Logo Questions Linux Laravel Mysql Ubuntu Git Menu
 

How to find all the possible words using adjacent letters in a matrix

I have the following test matrix:

a l i
g t m
j e a

I intend to create an algorithm that helps me find every possible word from a given minimum length to a maximum length using adjacent letters only.

For example:

Minimum: 3 letters

Maximum: 6 letters

Based on the test matrix, I should have the following results:

  • ali
  • alm
  • alg
  • alt
  • ati
  • atm
  • atg
  • ...
  • atmea

etc.

I created a test code (C#) that has a custom class which represents the letters.

Each letter knows its neighbors and has a generation counter (for keeping track of them during traversal).

Here is its code:

public class Letter
{
    public int X { get; set; }
    public int Y { get; set; }

    public char Character { get; set; }

    public List<Letter> Neighbors { get; set; }

    public Letter PreviousLetter { get; set; }

    public int Generation { get; set; }

    public Letter(char character)
    {
        Neighbors = new List<Letter>();
        Character = character;
    }

    public void SetGeneration(int generation)
    {
        foreach (var item in Neighbors)
        {
            item.Generation = generation;
        }
    }
}

I figured out that if I want it to be dynamic, it has to be based on recursion.

Unfortunately, the following code creates the first 4 words, then stops. It is no wonder, as the recursion is stopped by the specified generation level.

The main problem is that the recursion returns only one level but it would be better to return to the starting point.

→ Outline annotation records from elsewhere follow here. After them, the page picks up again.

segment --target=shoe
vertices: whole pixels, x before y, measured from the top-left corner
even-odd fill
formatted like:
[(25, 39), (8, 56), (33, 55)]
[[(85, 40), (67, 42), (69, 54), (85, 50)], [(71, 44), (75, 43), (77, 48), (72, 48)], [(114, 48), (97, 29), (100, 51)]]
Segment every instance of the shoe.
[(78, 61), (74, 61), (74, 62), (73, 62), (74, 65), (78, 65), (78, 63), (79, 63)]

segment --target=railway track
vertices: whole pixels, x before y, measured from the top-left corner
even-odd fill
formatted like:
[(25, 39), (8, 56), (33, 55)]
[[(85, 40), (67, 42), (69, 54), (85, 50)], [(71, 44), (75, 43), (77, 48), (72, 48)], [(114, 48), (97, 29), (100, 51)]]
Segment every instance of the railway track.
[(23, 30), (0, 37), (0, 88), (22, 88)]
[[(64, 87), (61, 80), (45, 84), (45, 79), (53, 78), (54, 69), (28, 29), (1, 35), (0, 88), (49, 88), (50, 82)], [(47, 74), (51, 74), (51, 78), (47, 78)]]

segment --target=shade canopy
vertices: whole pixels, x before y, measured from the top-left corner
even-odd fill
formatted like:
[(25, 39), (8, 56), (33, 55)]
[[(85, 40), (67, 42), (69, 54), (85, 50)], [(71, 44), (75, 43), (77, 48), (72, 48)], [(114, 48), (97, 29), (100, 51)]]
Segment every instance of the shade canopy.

 private static void GenerateWords(Letter input, int maxLength, StringBuilder sb)
    {
        if (input.Generation >= maxLength)
        {               
            if (sb.Length == maxLength)
            {
                allWords.Add(sb.ToString());
                sb.Remove(sb.Length - 1, 1);
            }                
            return;
        }
        sb.Append(input.Character);
        if (input.Neighbors.Count > 0)
        {
            foreach (var child in input.Neighbors)
            {
                if (input.PreviousLetter == child)
                    continue;
                child.PreviousLetter = input;
                child.Generation = input.Generation + 1;
                GenerateWords(child, maxLength, sb);
            }
        }
    }

So, I feel a little stuck, any idea how I should proceed?

like image 907
Nestor Avatar asked Dec 29 '16 00:12

Nestor


2 Answers

From here, you can treat this as a graph traversal problem. You start at each given letter, finding each path of length min_size to max_size, with 3 and 6 as those values in your example. I suggest a recursive routine that builds the words as paths through the grid. This will look something like the following; replace types and pseudo-code with your preferences.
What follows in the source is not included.